Hausse des prix du gaz et de l’électricité : qu’ont fait nos voisins européens pour limiter la facture ?

Depuis plusieurs semaines, les prix de l’énergie ont explosé sur le continent européen. Cette hausse des prix affecte directement les ménages, et plus particulièrement les ménages les plus précaires. Au Sommet européen, les Etats membres n’ont pas pu se mettre d’accord sur des mesures communes. Mais à leur niveau national, plusieurs pays dont la Belgique prennent des mesures pour limiter l’impact de cette hausse de prix sur le portefeuille des ménages.


►►► En Belgique, le tarif social élargi et un chèque "énergie" de 80 euros pour les plus fragiles


Tour d’horizon (non exhaustif) des mesures prises par nos voisins européens pour lutter contre la hausse des prix de l’énergie.

L’annonce choc de la France

"100 euros d’aide aux Français qui gagnent moins de 2000 euros net par mois", c’est ce qu’a annoncé le Premier ministre Jean Castex ce jeudi soir alors qu’il était invité au 20 heures de TF1. Cette prime ne sera versée qu’une seule fois, mais ne demandera aucune démarche de la part des bénéficiaires.

Ce montant arrivera sur les comptes en banque des 36 millions de Français concernés entre la fin décembre et le mois de février.

Cette "indemnité inflation" n’est pas la seule mesure mise en place. Le gouvernement français a également décidé de continuer à bloquer le prix du gaz jusqu’à la fin de l’année 2022. A partir de 2023, les Français payeront alors un peu plus cher le gaz que les prix du marché, afin que les sommes non payées par le passé soient progressivement récupérées par les opérateurs.

Les décisions précoces de l’Espagne

Dès le mois de juillet, l’Espagne a décidé de baisser temporairement la TVA sur l’électricité. Celle-ci est passée de 21 à 10 pourcents. L’objectif avoué du gouvernement de gauche de Pedro Sanchez était de faire baiser la facture des consommateurs les plus modestes.

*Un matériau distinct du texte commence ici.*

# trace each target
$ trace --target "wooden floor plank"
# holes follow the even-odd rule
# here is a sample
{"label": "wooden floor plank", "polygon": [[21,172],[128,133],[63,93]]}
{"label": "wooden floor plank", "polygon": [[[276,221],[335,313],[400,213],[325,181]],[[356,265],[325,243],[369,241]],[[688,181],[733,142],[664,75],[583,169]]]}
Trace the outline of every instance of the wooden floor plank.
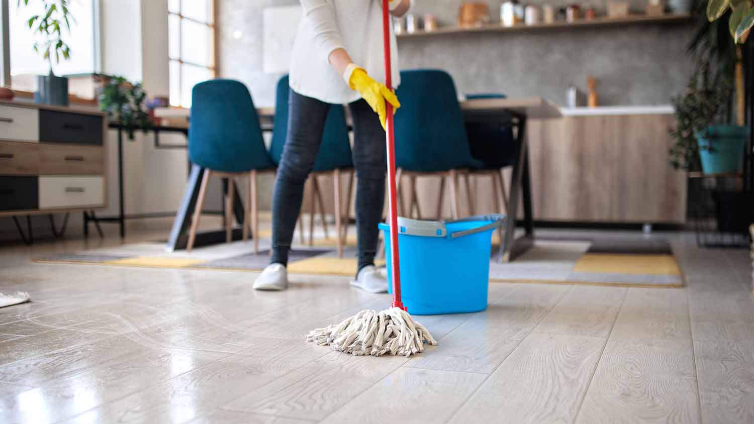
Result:
{"label": "wooden floor plank", "polygon": [[534,332],[607,337],[627,291],[623,287],[574,287]]}
{"label": "wooden floor plank", "polygon": [[602,337],[532,334],[450,422],[572,422],[605,345]]}
{"label": "wooden floor plank", "polygon": [[407,367],[492,373],[562,297],[568,288],[540,285],[512,291],[492,302],[415,356]]}
{"label": "wooden floor plank", "polygon": [[311,421],[251,413],[242,410],[219,409],[207,416],[191,421],[190,424],[306,424],[308,422]]}
{"label": "wooden floor plank", "polygon": [[691,329],[696,340],[754,340],[754,301],[729,293],[689,296]]}
{"label": "wooden floor plank", "polygon": [[322,422],[444,422],[486,378],[482,374],[400,368]]}
{"label": "wooden floor plank", "polygon": [[150,352],[121,362],[95,367],[70,378],[57,380],[17,395],[0,398],[0,422],[23,421],[40,405],[32,398],[57,399],[46,405],[37,424],[55,422],[74,416],[103,403],[140,392],[161,381],[177,377],[219,360],[217,355],[193,352]]}
{"label": "wooden floor plank", "polygon": [[754,342],[694,340],[704,422],[754,422]]}
{"label": "wooden floor plank", "polygon": [[686,293],[677,288],[629,288],[610,334],[611,339],[691,337]]}
{"label": "wooden floor plank", "polygon": [[699,422],[691,343],[609,340],[577,422]]}
{"label": "wooden floor plank", "polygon": [[256,342],[256,348],[245,355],[232,355],[188,371],[65,422],[187,422],[333,353],[301,340]]}
{"label": "wooden floor plank", "polygon": [[401,356],[353,356],[332,352],[222,407],[323,419],[406,361]]}

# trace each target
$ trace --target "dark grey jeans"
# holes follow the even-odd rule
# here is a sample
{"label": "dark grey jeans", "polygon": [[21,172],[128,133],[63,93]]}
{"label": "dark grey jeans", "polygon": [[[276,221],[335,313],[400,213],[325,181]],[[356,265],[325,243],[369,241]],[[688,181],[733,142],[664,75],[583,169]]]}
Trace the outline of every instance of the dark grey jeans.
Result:
{"label": "dark grey jeans", "polygon": [[[304,183],[311,172],[322,142],[329,104],[290,90],[288,134],[272,193],[272,258],[271,264],[287,264],[304,196]],[[387,170],[385,130],[377,114],[363,99],[348,105],[354,125],[356,167],[356,227],[358,270],[374,264],[385,202]]]}

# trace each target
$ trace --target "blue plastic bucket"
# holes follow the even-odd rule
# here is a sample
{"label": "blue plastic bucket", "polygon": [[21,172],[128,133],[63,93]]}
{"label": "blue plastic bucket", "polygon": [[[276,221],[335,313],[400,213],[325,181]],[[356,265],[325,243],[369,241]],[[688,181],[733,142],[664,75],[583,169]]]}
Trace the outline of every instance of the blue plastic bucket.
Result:
{"label": "blue plastic bucket", "polygon": [[[502,215],[449,222],[398,218],[400,294],[413,315],[478,312],[487,308],[492,232]],[[385,235],[388,291],[393,291],[390,226]]]}

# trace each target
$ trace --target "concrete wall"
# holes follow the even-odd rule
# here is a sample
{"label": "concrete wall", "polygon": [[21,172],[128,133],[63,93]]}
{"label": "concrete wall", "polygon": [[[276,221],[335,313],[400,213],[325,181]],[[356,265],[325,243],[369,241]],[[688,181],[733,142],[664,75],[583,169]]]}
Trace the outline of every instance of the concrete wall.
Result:
{"label": "concrete wall", "polygon": [[[216,1],[219,75],[246,83],[257,105],[272,105],[280,75],[262,72],[262,11],[298,2]],[[461,2],[417,0],[412,13],[432,13],[440,24],[455,25]],[[500,3],[488,2],[493,21],[499,19]],[[634,0],[632,9],[640,11],[644,4]],[[685,46],[691,32],[690,24],[633,25],[403,38],[398,44],[403,69],[445,69],[461,93],[538,95],[565,105],[569,85],[585,90],[590,74],[602,105],[657,105],[682,90],[691,73]]]}

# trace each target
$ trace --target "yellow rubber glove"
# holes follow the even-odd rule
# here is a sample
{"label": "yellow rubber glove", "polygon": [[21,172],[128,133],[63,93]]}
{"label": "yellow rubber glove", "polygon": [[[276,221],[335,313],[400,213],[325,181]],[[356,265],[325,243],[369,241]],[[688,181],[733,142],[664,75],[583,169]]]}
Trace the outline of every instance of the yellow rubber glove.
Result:
{"label": "yellow rubber glove", "polygon": [[348,86],[351,87],[351,90],[358,91],[361,94],[361,97],[372,106],[372,110],[375,111],[379,117],[382,129],[386,130],[385,121],[388,116],[388,109],[385,106],[385,102],[387,101],[393,105],[394,114],[396,109],[400,107],[400,103],[398,102],[398,98],[396,97],[395,93],[388,90],[388,87],[384,84],[373,80],[361,68],[356,69],[351,74],[351,78],[348,78]]}

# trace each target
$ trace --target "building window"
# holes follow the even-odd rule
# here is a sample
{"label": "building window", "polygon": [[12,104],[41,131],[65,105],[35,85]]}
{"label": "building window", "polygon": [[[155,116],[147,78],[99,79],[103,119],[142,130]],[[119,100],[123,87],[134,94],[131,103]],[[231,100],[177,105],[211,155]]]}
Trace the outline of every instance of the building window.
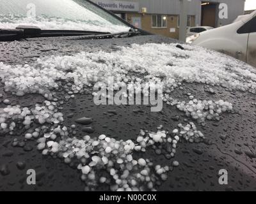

Mais l’envolée des prix de l’électricité dans les semaines et les mois qui ont suivi a poussé les autorités du pays à prendre deux décisions supplémentaires à la mi-septembre. La première est la baisse temporaire de l’impôt spécial sur l’électricité payé par les entreprises et les particuliers. Deuxièmement, le gouvernement espagnol a mis en place un mécanisme pour limiter les bénéfices extraordinaires engrangés par les compagnies d’électricité grâce aux prix élevés de l’énergie.

La production d’électricité de l’Espagne est très dépendante du gaz. L’envolée de son prix a donc eu un impact important sur le prix de l’électricité dans le pays.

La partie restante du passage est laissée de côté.